Cooling temperatures helped firefighters Saturday battle a raging California blaze that has threatened 4,000 homes in the rugged hills north of Malibu, officials said.

Higher humidity also brought relief for the nearly 2,000 personnel fighting the Springs Fire, which has damaged 15 homes since breaking out Thursday 40 miles (65 kilometers) west of Los Angeles.

But firefighters urged caution about the weather. "We're going to try to take advantage of the cooler temperatures and onshore breeze," said Ventura County Fire Department (VCFD) spokeswoman Lori Ross.

"We are definitely encouraged by the current and predicated weather pattern," she told the Los Angeles Times, after the the National Weather Service lifted its red-flag warning for wildfire risk in the area late Friday.

"But we also know that can change on a dime here in Southern California."

The area on fire, which nearly tripled to 28,000 acres (11,300 hectares) Friday, stayed steady while firefighters said they had contained 30 percent of the blaze, up from 20 percent overnight.

"We took advantage of the weather last night, and we really made a big push... to where we can get this thing buttoned up," another VCFD spokesman, Mike Lindbery, told KTLA 5 television.

California regularly battles multiple wildfires later in the year, but strong winds and temperatures in the 90s (30s Celsius) have ignited a series of brushfires this week.

The Springs fire forced the closure of an eight-mile section of the Pacific Coast Highway (PCH) and a university campus, and ravaged a beach shooting range at the Point Magu naval base.

In addition to damaging 15 homes, it has destroyed some 25 outbuildings and damaged another 15, as well as damaged five commercial properties, according to the VCFD.

Some celebrities, including actors Jamie Foxx and Tom Selleck, live near the evacuation area, according to KTLA 5. Many of the homes were luxury ranches that had stables of horses and other animals.

The Pacific Ocean-front freeway, a scenic route used by tourists and others driving up California's coast from Los Angeles to San Francisco, was reopened.

Just under 1,900 firefighters -- including from Los Angeles and other neighboring areas -- have battled the wind-fanned flames, helped by 247 fire engines, six air tankers and 11 helicopters.

There have been no casualties directly related to the blaze, although a firefighter and a civilian were injured in a traffic accident away from the fire, said the VCFD.

California State University at Channel Islands remained closed after canceling all classes and activities at its Camarillo site Thursday and Friday.
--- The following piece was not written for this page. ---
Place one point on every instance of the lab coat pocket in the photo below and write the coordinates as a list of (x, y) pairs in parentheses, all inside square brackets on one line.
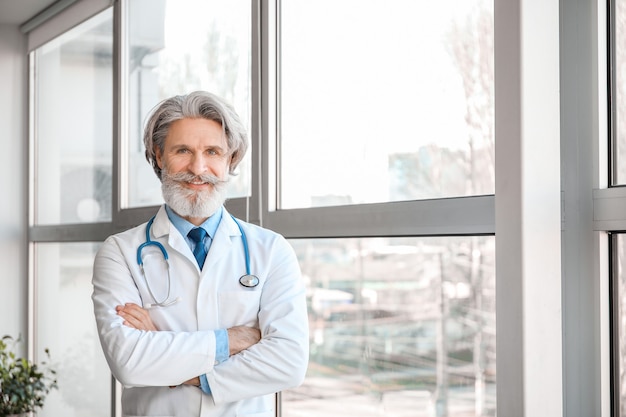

The university said on its website it hoped to re-open on Sunday.

Wildfires are common across the western United States in the summer, and in Southern California, they are often fanned by strong offshore Santa Ana winds later in the year, in the fall or winter.

Another blaze erupted Friday in Glendale, a residential suburb just 10 miles north of Los Angeles, burning about 75 acres of brush and forcing some local evacuations and the closure a nearby freeway.